Membership in the Artworld

Dickie attempts to counter Weitz's argument of Art as indefinable by providing a list of necessary and sufficient conditions for art. He provides two: artifactuality, and conferred status. Artifactuality is obvious. But who confers the status of artwork? Why, the artworld, of course.

So what the heck is the "artworld," and who are it's members? Dickie gives us a comprehensive list: "artists, producers, museum directors, museum-goers, theater-goers, reporters for newspapers, critics for publications of all sorts, art historians, art theorists, philosophers of art, and others." Wow. Quite the list there.

The better question might be "who ISN'T in the artworld?" Dickie's definition seems to be so ridiculously inclusive that we can ALL be members of the artworld merely by saying that we are thus. Given such a broad definition, whose definition can we possibly trust?

Well, we need not trust any. For the artworld does not confer the status of "Art," but merely "CANDIDATE for appreciation." Dickie goes on to say that "much great art goes unappreciated."
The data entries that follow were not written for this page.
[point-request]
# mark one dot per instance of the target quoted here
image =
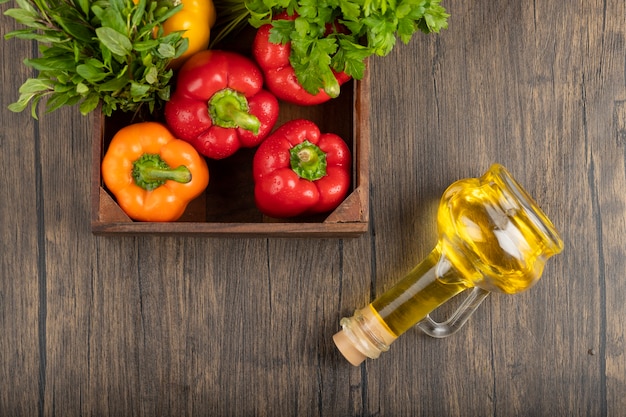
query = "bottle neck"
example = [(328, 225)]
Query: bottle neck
[(373, 328)]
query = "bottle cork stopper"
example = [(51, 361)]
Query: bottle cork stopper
[(347, 348)]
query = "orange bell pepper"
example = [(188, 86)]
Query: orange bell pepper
[(196, 18), (152, 174)]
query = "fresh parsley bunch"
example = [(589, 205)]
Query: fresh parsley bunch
[(105, 52), (371, 28)]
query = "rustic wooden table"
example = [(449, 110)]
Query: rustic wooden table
[(173, 326)]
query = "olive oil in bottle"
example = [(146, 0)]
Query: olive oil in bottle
[(492, 236)]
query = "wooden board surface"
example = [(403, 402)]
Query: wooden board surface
[(163, 325)]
SO WHAT THE HECK DOESN'T QUALIFY AS ART?!?!? Under this definition, a person could take a trash can, overturn it, call it "Art," and that would not only make it a candidate for Art, but to actually BE Art, regardless of whether or not it is appreciated or has any aesthetic value whatsoever. This is not flexibility and openness while giving a closed definition. This is just ridiculous. Thank you, Mr. Weitz (uh... Dickie), for giving us a definition of Art that doesn't define anything at all.

1 comment:

David K. Braden-Johnson said...

I suppose it might define the act of defining art ("presenting as a cadidate for appreciation..."); but that simply raises the same questions regarding "appreciation."